Трудно сказать, почему советская власть не уничтожила этот памятник царскому адмиралу. Может быть потому, что сам он был простым солдатом и никогда не занимался политикой. Может быть потому, что его призыв совпадал с ее задачей — усилением красного флота, защищавшего не Россию, а СССР. А, может быть, просто потому, что в фигуре адмирала было столько силы и выразительности, что весь этот памятник как то возбуждал желание работать, напоминал о кораблях, о море, о той жизни моряка, про которую сказал этот герой-адмирал:

«В море — значит, дома»!..

Но, конечно, не эти мысли блуждали в голове Николая, когда он вместе со своим помощником осматривал памятник. «Как бы, чорт побери, туда забраться? думал он.
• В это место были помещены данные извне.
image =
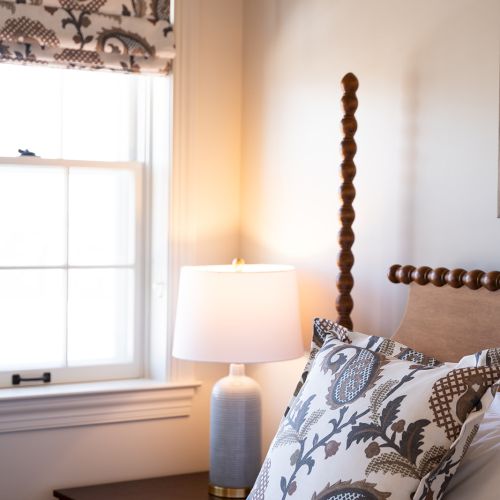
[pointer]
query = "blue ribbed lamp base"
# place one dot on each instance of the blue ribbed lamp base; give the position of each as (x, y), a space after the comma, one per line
(235, 434)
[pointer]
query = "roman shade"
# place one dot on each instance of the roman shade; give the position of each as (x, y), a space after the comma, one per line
(122, 35)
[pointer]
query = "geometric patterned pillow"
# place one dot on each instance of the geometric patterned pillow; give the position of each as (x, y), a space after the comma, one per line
(324, 329)
(368, 426)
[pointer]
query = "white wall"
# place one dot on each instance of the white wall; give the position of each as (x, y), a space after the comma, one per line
(32, 464)
(427, 148)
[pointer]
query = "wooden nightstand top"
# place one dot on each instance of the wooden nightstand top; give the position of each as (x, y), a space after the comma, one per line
(182, 487)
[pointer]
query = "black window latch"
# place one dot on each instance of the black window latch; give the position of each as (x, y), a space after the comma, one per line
(17, 379)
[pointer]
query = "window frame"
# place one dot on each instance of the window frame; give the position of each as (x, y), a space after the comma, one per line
(99, 371)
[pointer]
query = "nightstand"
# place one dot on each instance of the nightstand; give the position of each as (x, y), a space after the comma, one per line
(182, 487)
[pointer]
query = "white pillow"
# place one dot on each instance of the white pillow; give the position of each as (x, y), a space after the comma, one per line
(478, 475)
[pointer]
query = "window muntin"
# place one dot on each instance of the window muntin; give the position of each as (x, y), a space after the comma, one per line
(57, 114)
(77, 303)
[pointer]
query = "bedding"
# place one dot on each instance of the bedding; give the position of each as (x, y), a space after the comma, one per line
(324, 328)
(477, 476)
(368, 425)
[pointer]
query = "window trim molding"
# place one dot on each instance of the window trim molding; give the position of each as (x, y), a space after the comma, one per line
(72, 405)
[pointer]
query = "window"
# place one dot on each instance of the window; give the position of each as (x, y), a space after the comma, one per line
(75, 233)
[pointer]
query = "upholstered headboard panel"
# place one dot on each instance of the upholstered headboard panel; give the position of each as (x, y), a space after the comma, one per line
(449, 313)
(448, 323)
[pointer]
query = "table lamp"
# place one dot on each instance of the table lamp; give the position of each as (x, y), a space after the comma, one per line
(237, 314)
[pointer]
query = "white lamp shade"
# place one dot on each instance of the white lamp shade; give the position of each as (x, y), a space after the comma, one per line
(246, 315)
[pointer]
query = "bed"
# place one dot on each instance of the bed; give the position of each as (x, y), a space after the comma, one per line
(415, 416)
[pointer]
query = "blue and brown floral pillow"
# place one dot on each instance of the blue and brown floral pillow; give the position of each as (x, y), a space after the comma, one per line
(369, 426)
(324, 329)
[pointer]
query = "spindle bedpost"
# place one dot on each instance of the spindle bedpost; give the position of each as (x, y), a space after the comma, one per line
(345, 259)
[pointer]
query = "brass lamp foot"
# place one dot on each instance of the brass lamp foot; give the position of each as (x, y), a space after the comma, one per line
(223, 492)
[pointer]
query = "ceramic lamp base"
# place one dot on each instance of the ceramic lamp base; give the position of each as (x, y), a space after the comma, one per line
(235, 434)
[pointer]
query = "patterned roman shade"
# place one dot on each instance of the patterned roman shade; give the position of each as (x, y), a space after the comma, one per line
(124, 35)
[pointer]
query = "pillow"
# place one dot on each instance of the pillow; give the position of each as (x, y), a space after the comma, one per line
(325, 328)
(368, 426)
(477, 476)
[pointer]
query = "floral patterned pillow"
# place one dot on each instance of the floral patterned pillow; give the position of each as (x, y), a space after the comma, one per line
(369, 426)
(325, 328)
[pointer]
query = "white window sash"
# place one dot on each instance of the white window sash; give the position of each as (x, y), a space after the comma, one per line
(98, 371)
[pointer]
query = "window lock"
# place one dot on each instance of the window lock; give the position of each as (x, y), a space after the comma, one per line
(17, 379)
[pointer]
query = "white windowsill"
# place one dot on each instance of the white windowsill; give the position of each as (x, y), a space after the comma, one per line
(70, 405)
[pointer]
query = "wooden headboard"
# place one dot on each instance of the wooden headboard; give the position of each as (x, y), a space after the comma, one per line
(458, 314)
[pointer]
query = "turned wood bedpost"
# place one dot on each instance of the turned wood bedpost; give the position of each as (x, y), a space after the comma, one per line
(345, 259)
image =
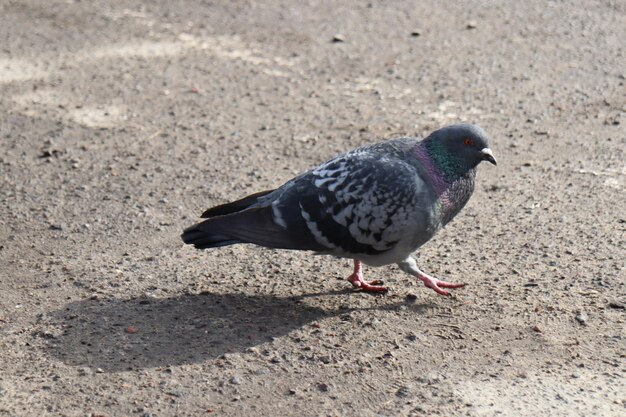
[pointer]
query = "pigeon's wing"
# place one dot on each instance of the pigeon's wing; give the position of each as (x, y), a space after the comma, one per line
(362, 202)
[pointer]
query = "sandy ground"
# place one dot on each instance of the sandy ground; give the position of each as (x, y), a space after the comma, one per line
(121, 121)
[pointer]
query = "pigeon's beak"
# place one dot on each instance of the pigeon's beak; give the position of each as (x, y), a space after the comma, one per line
(488, 155)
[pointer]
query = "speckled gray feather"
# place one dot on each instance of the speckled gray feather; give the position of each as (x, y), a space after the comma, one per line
(377, 203)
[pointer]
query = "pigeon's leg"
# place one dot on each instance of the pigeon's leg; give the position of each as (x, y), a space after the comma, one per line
(357, 280)
(410, 266)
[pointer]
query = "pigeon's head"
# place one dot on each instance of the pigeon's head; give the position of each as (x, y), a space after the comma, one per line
(460, 146)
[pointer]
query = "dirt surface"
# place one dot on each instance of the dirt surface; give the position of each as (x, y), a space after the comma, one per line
(122, 121)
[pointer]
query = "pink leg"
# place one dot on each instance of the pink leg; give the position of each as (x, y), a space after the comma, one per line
(357, 280)
(437, 285)
(410, 266)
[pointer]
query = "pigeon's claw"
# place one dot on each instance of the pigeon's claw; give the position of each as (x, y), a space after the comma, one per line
(371, 286)
(438, 285)
(357, 280)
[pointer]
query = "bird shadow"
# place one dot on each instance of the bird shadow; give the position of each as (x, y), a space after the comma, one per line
(124, 334)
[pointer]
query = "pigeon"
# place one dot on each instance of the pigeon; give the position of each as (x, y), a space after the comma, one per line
(376, 204)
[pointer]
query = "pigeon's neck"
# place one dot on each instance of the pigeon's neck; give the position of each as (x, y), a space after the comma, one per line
(442, 168)
(452, 183)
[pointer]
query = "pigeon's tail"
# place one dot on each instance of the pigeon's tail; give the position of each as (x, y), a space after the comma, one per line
(253, 225)
(235, 206)
(214, 232)
(203, 240)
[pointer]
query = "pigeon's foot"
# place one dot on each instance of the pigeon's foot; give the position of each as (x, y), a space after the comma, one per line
(371, 286)
(357, 280)
(409, 265)
(438, 285)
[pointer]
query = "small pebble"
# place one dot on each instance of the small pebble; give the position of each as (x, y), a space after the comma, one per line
(323, 387)
(582, 318)
(411, 297)
(236, 380)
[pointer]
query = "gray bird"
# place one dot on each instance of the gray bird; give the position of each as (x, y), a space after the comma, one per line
(376, 204)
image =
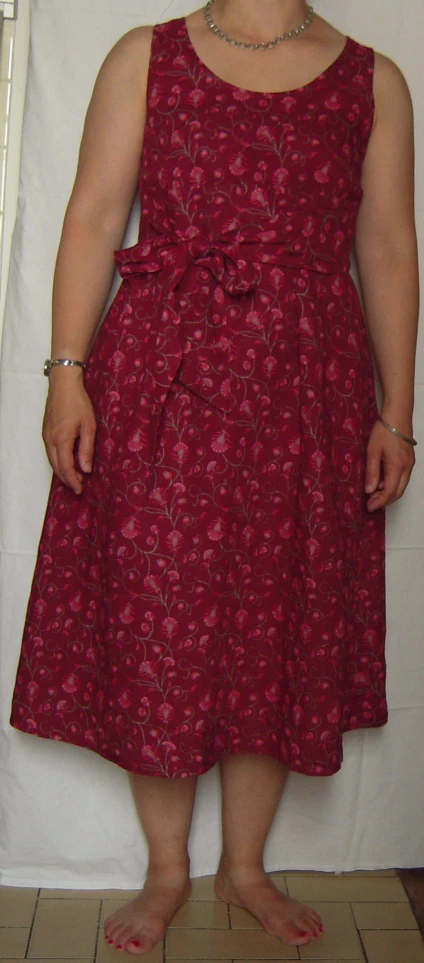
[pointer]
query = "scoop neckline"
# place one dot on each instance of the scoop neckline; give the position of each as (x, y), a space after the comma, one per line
(265, 93)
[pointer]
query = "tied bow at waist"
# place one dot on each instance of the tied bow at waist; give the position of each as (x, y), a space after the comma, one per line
(237, 268)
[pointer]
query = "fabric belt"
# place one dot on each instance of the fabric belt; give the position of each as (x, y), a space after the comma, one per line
(236, 266)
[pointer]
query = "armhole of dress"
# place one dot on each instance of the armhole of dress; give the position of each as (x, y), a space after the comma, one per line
(150, 71)
(372, 100)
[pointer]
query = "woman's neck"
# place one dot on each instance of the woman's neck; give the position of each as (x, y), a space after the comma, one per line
(258, 20)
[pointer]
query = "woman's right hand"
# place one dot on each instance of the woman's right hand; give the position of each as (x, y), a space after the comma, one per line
(68, 414)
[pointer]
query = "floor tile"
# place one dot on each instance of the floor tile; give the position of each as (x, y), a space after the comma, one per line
(88, 893)
(393, 946)
(203, 888)
(13, 942)
(202, 914)
(64, 928)
(384, 916)
(227, 944)
(279, 880)
(340, 940)
(383, 889)
(108, 954)
(17, 905)
(109, 906)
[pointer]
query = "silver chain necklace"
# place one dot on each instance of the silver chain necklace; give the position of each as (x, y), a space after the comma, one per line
(255, 46)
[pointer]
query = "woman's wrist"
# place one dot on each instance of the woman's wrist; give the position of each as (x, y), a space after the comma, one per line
(398, 416)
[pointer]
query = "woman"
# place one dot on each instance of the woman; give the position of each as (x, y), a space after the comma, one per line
(210, 578)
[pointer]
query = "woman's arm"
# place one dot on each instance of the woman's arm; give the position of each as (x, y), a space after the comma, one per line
(94, 224)
(386, 242)
(386, 252)
(102, 196)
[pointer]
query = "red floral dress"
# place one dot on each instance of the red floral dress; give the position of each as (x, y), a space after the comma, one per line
(219, 586)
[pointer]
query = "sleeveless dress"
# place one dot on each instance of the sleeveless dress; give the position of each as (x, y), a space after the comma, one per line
(219, 585)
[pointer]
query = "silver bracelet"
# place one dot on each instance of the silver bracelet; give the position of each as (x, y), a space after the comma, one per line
(66, 361)
(396, 432)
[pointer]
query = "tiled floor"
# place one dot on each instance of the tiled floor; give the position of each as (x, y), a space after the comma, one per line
(367, 919)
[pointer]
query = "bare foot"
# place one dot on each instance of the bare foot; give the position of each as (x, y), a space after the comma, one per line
(140, 924)
(280, 915)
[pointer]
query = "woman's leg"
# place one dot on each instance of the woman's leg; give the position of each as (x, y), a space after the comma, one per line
(251, 790)
(165, 808)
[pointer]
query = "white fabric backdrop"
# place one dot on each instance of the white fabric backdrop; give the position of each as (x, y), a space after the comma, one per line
(67, 815)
Как бы осмотреть эту протянутую руку»?..

Это внимание удивило его спутника.

— Что это вы, товарищ Сумец, этак воззрились на адмирала? Бороду такую отпустить хотите, что ль? Для авторитета?

В это время смелая мысль пришла в голову

Николаю, и он усмехнулся.

— Нет, товарищ Лоренц… Я про иное думаю.

Видите ли, завтра тут на площади большой парад будет перед открытием Спартакиады. Так вот мне и пришло в голову нечто вроде сюрприза устроить — в руку адмиралу красный флаг вставить…

Простое добродушное лицо моряка озарилось усмешкой.

— А ведь и верно… Это вы здорово придумали, т. Сумец. Вот смеху будет — как на похоронах… Старый царский бородач с красным флагом… Ха, ха, ха… Надо это сгрохать и в самом деле.

План был выработан быстро. Инспектора спорта зашли в казарму, где помещались съехавшиеся со всех флотов спортсмены, выбрали там нескольких здоровых ребят, взяли крепкую табуретку, четыре бамбуковых шеста для прыжков, флаг и опять подошли к памятнику.

Никто из них не заметил, как какая то темная фигура, увидев эти приготовления, бросилась к ближайшему телефонному посту.

Моряки, как это везде в- мире, были народом энергичным, смелым и изобретательным. Длинные четырехметровые шесты были прикреплены к ножкам табуретки, и восемь пар дюжих рук мигом взнесли это сооружение на высоту пяти метров.

— Хватит теперя достать до адмирала? прищурившись, спросил Лоренц.

— В самый раз, ответил один из моряков. Только слышьте-ка, товарищ Сумец… Как бы этак другого человечка вверх взнести? Больно уж вы тяжеловатеньки — небось, с тарой под 100 кил подваливаете?

— Никак, товарищ, нельзя. Мое дело — мой и ответ. А вам ведь только лишняя тренировка в тяжелой атлетике будет. Да это и пустяк — сто кил разделите на 8 рук… По сколько это выйдет на руку? По 12 кило? А если кто другой, а не я сам, сверзится — я под суд пойду. А так — мне первая чарка, мне и первая палка…

— Ну, что ж, ежели так — топайте. А ежели там что — не дрефьте — похороним по первому разряду. Знаете: покойник сам правит машиной…

— И споем нашу грустную кочегарную, подхватил другой матрос:

 «Напрасно старушка ждет сына домой. Ей скажут — она зарыдает… А волны бегут, да бегут за кормой, И с плеском вдали пропадают…»

— Значится, так таки и полезете, т. Сумец?

— Так, не так, а перетакивать не будем. Конечно, полезу.

— По шестам, как облизляна?

Николай оглянулся кругом. На краю площади росли большие угрюмые деревья. Он распорядился группе спортсменов подойти к одному из деревьев, а сам, взяв с собой веревку и флаг, ловко полез по сучьям наверх. На дереве он выбрал большую ветку метрах в пяти над землей, оседлал ее, и когда табуретка на шестах была поднесена к этой высоте, осторожно взгромоздился на нее. Медленно и плавно моряки понесли Николая по площади к памятнику.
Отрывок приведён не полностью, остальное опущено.